Luckily, this condition is highly treatable. Local debates that lurk unspoken or half-spoken need airing out. Some people did speak freely about the Chan, so here’s a start:

Michael Juk, producer of CBC Radio One’s West Coast Performance, said, “It’s an impressive hall, beautiful for vocalists and more delicate material, such as baroque music. But larger sounds—orchestral sounds—can be problematic.”

University of BC piano professor Jane Coop hears the room differently. “I find it very good for orchestra, very warm and clear,” she said, adding, “For solo piano and other, more intimate, shows, a shell behind the performers might help push the sound further into the hall, toward the audience.”

Composer Rodney Sharman, who has composed works specifically for the Chan, observed, “Brass and percussion players must show restraint. The Chan has great warmth but it can also get boomy.” Similarly, CBC Vancouver Symphony conductor Mario Bernardi said, “The Chan has wonderful acoustics, though the tympani player has to be careful.”

These reputable folks all favour the hall while acknowledging its idiosyncrasies. These foibles are perhaps what the covert grumblers dislike about it. The sound question is apparently more of a variable, rather than a binary matter of good or bad.

“A concert hall can’t be all things to all people,” Juk explained. “The Chan’s acoustics are lively. They naturally flatter strings and vocals. Piano is more challenging. So is big band. Like any hall, the Chan is an instrument. Halls have distinct sonorities and tone colours, and you have to learn how to play them.”

This seems to be the crux. The canopy above the stage, suspended by metal cables, is adjustable by height to help direct music away from the stage. The motorized fabric banners can drop down the walls to further domesticate lively acoustics. Given time, a performer can set up the hall the way he or she likes.

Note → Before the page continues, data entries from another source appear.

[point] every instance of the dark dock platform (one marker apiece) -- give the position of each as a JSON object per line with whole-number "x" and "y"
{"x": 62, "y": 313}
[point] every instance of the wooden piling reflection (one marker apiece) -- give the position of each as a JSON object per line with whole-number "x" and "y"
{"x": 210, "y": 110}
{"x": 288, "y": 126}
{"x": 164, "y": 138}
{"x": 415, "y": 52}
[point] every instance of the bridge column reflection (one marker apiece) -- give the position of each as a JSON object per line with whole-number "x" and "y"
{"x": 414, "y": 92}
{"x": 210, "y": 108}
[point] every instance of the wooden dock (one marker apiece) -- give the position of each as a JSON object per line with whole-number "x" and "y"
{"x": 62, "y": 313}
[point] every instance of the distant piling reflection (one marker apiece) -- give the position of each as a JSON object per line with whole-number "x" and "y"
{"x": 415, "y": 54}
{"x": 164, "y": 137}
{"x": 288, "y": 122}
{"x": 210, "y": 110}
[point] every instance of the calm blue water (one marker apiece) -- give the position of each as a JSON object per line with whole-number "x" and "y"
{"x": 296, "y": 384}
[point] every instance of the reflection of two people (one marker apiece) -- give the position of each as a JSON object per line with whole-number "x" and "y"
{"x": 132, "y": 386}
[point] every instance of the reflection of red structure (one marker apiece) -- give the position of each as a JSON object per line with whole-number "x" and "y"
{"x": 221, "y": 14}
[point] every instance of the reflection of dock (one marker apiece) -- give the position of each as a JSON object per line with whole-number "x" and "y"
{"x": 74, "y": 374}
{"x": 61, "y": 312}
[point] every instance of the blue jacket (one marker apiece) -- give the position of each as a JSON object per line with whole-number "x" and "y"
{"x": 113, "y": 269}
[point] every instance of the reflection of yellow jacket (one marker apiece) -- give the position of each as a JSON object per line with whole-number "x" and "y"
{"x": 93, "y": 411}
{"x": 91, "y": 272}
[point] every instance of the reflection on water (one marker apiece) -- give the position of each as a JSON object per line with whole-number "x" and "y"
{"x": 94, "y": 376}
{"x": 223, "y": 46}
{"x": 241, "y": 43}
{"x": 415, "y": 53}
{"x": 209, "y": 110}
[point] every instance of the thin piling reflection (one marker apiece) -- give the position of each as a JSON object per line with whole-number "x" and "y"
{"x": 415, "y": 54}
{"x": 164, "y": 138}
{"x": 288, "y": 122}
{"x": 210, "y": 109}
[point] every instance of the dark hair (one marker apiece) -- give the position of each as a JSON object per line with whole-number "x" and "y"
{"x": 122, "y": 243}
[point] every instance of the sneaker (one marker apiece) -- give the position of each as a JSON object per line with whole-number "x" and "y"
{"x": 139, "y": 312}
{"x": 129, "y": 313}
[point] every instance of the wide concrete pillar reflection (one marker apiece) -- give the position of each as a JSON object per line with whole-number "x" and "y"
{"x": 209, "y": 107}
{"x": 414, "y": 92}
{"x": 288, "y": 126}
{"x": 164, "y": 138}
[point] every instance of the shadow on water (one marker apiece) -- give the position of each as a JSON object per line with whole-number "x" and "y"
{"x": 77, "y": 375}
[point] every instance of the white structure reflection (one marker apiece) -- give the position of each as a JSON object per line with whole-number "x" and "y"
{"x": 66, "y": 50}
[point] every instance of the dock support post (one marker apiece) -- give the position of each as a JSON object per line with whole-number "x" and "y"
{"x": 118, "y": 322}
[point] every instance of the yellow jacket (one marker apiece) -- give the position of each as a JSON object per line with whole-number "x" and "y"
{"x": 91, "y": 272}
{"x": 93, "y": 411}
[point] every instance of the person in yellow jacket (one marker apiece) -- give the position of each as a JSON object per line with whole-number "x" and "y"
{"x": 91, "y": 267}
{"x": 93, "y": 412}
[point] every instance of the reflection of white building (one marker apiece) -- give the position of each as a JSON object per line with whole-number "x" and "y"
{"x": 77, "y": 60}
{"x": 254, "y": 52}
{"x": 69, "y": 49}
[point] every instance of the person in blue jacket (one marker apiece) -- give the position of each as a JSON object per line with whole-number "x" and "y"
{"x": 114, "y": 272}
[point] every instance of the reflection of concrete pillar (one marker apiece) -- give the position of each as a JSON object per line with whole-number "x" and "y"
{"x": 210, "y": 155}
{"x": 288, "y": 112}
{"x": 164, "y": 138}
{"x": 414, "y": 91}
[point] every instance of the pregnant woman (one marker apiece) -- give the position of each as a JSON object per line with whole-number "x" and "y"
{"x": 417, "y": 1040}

Alfred Brendel, another eminent pianist whose Chan performance I had praised in a Globe review—in the same summer as the Perahia gig—had spent hours in the hall beforehand, sorting out the sound. It emerged magnificently crystalline.

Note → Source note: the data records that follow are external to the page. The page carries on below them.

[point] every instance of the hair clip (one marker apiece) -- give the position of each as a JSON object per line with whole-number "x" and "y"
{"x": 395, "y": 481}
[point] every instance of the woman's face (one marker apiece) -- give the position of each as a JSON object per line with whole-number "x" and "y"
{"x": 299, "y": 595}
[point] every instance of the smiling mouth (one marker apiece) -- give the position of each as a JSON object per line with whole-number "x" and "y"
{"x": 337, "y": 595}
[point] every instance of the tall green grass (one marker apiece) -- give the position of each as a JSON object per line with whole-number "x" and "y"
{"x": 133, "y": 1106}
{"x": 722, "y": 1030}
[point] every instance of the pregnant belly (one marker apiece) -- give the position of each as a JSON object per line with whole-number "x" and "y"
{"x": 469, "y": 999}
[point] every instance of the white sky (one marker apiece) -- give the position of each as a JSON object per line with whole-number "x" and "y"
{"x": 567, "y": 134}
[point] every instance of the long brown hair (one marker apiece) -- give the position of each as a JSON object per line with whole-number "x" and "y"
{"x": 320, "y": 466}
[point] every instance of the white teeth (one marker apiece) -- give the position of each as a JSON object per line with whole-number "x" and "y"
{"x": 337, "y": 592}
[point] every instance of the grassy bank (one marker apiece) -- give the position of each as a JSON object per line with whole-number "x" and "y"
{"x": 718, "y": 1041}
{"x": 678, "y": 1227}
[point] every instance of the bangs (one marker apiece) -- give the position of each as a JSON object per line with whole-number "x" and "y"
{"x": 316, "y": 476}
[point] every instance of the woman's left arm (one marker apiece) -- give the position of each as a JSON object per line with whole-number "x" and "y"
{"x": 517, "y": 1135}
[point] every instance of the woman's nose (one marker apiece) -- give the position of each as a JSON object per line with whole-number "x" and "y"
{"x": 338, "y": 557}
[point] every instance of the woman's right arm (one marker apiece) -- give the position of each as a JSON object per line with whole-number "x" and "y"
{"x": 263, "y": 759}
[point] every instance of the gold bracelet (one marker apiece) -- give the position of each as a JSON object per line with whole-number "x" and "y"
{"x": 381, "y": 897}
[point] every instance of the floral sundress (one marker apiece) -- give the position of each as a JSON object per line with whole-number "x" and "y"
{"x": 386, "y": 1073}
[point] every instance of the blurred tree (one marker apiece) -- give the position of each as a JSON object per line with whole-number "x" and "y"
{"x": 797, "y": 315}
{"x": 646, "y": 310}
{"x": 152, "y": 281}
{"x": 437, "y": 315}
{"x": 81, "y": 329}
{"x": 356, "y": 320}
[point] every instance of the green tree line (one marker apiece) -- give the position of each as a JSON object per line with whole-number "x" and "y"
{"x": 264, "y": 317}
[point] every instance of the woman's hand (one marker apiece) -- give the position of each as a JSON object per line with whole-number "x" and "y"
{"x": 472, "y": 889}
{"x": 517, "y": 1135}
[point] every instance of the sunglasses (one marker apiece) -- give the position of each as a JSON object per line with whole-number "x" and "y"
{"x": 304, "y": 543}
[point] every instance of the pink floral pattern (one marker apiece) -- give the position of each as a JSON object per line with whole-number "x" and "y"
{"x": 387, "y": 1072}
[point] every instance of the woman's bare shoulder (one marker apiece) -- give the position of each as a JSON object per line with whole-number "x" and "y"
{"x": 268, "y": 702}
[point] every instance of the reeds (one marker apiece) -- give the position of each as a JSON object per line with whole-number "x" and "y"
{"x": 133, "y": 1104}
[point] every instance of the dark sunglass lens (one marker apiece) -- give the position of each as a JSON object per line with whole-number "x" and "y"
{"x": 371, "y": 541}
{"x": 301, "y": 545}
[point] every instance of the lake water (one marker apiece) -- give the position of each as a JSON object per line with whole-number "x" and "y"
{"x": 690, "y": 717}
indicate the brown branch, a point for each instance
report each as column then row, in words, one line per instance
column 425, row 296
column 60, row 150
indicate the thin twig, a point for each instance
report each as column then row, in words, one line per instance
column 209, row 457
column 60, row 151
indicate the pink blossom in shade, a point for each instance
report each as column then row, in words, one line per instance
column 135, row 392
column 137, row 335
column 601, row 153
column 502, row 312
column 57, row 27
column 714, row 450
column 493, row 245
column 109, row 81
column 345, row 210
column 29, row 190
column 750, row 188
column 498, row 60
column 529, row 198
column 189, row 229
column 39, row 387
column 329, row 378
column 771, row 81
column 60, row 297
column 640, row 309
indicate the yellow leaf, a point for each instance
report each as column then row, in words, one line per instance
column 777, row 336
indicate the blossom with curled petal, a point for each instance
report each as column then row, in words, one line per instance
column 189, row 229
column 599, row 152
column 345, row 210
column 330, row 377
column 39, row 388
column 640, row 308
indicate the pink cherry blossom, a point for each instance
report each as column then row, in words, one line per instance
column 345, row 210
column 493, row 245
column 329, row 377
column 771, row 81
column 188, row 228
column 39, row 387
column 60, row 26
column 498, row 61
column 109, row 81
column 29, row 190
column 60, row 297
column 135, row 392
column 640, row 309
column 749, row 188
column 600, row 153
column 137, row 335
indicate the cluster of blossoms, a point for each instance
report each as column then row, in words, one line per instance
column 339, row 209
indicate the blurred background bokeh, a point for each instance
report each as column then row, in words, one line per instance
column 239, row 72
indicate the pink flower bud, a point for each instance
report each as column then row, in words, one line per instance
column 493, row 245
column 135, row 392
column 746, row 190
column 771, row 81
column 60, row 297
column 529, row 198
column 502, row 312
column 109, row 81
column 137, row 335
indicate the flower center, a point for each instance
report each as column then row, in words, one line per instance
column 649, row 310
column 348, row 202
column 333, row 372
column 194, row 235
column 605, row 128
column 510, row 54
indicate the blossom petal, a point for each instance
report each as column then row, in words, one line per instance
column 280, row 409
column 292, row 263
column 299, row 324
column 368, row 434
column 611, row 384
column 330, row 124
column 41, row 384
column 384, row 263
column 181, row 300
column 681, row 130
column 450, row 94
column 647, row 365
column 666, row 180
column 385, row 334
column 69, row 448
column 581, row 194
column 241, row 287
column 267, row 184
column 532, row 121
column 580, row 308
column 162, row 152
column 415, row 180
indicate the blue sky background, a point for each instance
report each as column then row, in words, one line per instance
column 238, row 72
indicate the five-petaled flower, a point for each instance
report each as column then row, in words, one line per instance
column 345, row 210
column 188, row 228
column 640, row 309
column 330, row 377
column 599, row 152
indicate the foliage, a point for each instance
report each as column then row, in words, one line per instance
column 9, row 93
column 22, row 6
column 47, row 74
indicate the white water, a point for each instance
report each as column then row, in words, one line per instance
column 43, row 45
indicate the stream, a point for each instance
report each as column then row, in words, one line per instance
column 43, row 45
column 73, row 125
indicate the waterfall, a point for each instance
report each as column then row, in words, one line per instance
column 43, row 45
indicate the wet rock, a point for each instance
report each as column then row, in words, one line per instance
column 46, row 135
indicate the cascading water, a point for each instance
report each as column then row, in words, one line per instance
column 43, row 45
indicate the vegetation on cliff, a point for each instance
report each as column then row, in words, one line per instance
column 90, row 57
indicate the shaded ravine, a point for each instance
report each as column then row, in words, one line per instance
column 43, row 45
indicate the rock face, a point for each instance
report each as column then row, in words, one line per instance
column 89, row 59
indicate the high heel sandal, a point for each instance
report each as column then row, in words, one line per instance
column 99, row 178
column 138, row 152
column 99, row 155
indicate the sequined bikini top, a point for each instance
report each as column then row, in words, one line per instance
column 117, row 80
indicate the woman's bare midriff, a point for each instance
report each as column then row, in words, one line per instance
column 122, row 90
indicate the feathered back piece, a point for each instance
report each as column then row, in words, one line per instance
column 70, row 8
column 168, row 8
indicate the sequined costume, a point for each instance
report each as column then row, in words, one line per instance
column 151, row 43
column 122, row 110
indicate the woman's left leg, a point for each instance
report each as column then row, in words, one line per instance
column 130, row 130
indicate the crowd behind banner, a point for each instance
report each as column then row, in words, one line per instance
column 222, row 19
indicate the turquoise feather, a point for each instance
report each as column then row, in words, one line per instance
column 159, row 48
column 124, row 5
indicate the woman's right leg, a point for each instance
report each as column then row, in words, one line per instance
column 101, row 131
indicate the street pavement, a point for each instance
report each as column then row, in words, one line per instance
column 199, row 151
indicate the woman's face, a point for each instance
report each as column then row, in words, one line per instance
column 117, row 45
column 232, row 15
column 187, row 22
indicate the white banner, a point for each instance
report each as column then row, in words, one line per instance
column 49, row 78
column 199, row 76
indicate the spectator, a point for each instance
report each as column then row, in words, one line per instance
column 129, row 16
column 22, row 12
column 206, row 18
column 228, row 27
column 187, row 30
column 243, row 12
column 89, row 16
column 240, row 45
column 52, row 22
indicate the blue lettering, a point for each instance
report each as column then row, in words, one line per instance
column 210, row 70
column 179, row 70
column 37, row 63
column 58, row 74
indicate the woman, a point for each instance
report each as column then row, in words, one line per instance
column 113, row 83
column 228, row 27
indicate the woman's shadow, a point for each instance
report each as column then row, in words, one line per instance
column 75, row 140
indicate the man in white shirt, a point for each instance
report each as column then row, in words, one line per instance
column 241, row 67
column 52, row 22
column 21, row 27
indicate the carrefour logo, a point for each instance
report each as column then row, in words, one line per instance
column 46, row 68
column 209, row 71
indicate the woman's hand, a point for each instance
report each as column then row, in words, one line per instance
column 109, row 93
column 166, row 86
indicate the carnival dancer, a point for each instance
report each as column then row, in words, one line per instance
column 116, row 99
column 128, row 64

If tweaking the canopy and banners isn’t an option, the hall’s sound naturally becomes more of a gamble. One piano student said of her own, rather rushed, Chan appearance, “I didn’t even have time to see a technician there.” Without the help of a sound engineer, her recital came across as vague and woolly. The music seemed to hover around that amazing canopy, which remained high up, imperious and ineffective. If the facility kept a shell on hand—as Coop suggested—it could have been carted on and off the stage with a minimum of fuss.

As things stand, Chan staffers have their own assessment of the situation. “Performers sometimes forget to budget enough time to work on the hall’s sound,” said Cameron McGill, the associate managing director of facilities and operations. “Also, it costs money; some performers may not be able to afford a sufficient amount of a technician’s time.”

The Chan, however, doesn’t always require exhaustive tinkering. Sharman’s 2002 premiere of Love, Beauty, Desire was a case in point: supposedly problematic percussion underpinned his exquisite vocal writing with crisp discretion. The soprano’s sensually wavering, unhurried, microtonal melodies were bound in potent pauses and decays, so delicate that the hall’s own resonance became virtuostic. No Brendel-style makeover had taken place. “I simply composed for the hall as I remembered it,” Sharman said.

The Chan is still relatively new, and some listeners’ negative opinions formed before the hall’s operations have had a chance to run optimally, before anyone has learned—through feedback—how to play it properly. Constructive criticism must be made public, or else the sentiments become bitter and blistering, spoken with a cabalist’s hiss. So, music lovers, speak out.